In this blog post and over the following weeks, I’ll share how to create a mobile strategy for Field Service organizations.  A portion of the content in these posts was originally published in CIOReview.

In field services, mobility encompasses more than mobile communications. For service workers, the smartphone is often the main – and sometimes only – means of communications back to the home office. In many cases, the smartphone is also the primary computing platform. Most field services employees have mobile phones, but few companies actually have an overall mobile strategy. In an October 2015 study, Webtorials found that 83 percent of today’s companies have not deployed a mobile strategy.

A successful mobile strategy for a field services organization can include:

  • Using the latest 4G/LTE mobile plans now available, offering dramatic improvements in speeds, device capability, and base level functionality.
  • Understanding and using new “native” mobile features like Wi-Fi calling and advanced messaging.
  • Deploying mobile-first field services management applications, complemented with powerful collaborative general purpose apps.
  • Providing a mobile presence to your customers, allowing them to interact with your organization using their preferred method of communications.


Planning forward

Evaluate the plan options from your available mobile operators. Most major mobile operators have been upgrading their networks to support 4G Long Term Evolution (LTE). There are lots of technical benefits to 4G/LTE mobile service, but for your organization the key benefits are faster data throughput, improved battery life, and a nice capability called high definition voice that offers crystal clear voice quality (voice over LTE) when both subscribers are on the same LTE network.

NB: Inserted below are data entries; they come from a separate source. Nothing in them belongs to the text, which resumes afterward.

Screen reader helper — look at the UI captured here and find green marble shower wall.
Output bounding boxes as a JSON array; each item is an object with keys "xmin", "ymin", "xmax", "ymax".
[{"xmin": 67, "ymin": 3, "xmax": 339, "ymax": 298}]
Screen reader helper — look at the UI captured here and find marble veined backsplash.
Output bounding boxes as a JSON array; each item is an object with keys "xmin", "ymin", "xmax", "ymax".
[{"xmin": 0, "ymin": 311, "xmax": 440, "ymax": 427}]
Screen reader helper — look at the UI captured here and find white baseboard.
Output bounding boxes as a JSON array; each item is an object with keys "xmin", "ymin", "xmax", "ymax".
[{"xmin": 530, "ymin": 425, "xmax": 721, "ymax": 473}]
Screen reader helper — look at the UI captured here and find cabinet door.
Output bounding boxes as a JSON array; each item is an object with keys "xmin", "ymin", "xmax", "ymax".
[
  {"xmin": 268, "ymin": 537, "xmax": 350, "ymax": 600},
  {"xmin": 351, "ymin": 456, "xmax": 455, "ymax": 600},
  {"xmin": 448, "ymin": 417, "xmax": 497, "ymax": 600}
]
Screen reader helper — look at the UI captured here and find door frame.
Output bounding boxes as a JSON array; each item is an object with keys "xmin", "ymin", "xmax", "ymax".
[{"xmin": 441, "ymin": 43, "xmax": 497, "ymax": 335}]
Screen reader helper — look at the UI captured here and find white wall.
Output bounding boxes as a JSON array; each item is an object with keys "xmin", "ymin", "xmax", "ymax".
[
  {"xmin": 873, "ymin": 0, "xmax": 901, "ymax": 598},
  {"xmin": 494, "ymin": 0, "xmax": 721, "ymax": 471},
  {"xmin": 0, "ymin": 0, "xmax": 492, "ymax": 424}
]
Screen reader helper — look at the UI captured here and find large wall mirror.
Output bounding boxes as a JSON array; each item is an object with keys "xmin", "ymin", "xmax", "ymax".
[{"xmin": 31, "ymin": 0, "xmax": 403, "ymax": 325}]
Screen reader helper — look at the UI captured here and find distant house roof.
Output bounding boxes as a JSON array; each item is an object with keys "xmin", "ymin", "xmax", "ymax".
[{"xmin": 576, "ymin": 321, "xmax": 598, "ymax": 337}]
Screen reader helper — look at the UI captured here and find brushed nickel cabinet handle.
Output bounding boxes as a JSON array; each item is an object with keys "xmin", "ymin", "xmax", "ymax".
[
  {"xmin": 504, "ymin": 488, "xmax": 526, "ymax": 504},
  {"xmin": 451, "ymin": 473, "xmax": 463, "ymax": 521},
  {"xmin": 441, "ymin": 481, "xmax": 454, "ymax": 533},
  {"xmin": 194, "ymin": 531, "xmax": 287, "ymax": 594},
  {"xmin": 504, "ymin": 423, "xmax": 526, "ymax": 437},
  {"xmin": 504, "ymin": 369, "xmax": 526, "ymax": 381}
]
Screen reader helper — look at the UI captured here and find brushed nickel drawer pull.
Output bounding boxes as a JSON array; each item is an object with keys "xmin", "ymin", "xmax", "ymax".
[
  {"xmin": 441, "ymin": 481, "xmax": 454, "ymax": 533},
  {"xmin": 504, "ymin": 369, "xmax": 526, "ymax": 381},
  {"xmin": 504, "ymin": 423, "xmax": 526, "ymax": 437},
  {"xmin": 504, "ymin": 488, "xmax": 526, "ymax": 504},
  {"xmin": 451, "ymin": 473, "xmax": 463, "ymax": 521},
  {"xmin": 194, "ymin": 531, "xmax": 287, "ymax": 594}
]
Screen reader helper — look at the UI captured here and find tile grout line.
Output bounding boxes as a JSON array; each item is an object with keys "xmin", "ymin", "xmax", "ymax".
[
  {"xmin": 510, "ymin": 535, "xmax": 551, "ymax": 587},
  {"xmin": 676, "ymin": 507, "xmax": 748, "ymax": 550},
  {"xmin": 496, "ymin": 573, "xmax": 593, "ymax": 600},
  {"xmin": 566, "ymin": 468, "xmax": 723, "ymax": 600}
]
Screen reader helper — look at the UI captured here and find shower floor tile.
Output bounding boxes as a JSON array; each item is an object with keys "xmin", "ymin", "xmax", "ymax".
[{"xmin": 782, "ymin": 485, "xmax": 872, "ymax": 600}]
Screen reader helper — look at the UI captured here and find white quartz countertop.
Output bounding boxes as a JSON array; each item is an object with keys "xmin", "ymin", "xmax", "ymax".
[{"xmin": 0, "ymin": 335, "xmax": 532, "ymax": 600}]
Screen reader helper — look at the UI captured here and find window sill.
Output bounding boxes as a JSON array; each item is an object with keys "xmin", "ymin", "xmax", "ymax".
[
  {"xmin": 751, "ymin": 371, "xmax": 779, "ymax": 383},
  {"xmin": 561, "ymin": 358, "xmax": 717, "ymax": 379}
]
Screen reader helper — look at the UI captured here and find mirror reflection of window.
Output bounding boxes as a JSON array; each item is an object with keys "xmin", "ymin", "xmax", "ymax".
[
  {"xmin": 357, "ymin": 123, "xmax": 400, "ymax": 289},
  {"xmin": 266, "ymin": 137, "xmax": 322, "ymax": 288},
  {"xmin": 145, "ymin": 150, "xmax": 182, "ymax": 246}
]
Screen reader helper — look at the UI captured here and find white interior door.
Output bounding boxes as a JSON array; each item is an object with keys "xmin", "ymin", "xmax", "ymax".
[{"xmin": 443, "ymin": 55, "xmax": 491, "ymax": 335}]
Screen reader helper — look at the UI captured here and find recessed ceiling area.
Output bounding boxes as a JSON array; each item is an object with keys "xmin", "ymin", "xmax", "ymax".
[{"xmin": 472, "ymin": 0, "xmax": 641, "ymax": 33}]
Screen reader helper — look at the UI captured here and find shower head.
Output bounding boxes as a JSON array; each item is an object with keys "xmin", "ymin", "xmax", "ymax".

In addition to the benefits brought by a network upgrade, several mobile operators offer new functions that can really help you do more with your mobile phone's "native" capability.

For example, so-called advanced messaging has become available by major operators, allowing rich messaging, contact presence (an indication your text buddy is logged on, busy, away, etc.), message-read receipts, picture sharing, and video sharing—all within the phone's basic dialer.

This can be really valuable in your day-to-day field services activities when you need to take a picture or video during a service call and share with colleagues or for that photo or video to be an artifact attached to a service work order. You do need to be sure that your mobile device supports this advanced messaging, which fortunately many of the newer mobile phone models do support. Today, advanced messaging doesn't work between different mobile operators, but over time, this will likely be supported. 

Some of the mobile operators have been rolling out another capability over the last several months that can be very helpful to a field services company: Wi-Fi calling.

Mobile operators (and again, mobile phones) that support this capability allow you to use a Wi-Fi network to make and receive calls. This is helpful when you're in an area that has poor cellular coverage or perhaps you're in a basement or a building that has degraded or no radio reception. Wi-Fi networks are abundant (and growing) and more than ever, businesses offer public access.

In general, it's good practice to have your employees connect to Wi-Fi when they can to reduce data usage. Depending on the mobile operator policy and the terms of your plan of service, you may be able to use Wi-Fi calling when roaming internationally—this can offer big savings. The term Wi-Fi calling is a bit of a misnomer as generally the mobile operators also support messaging and some even support video calling across the Wi-Fi connection.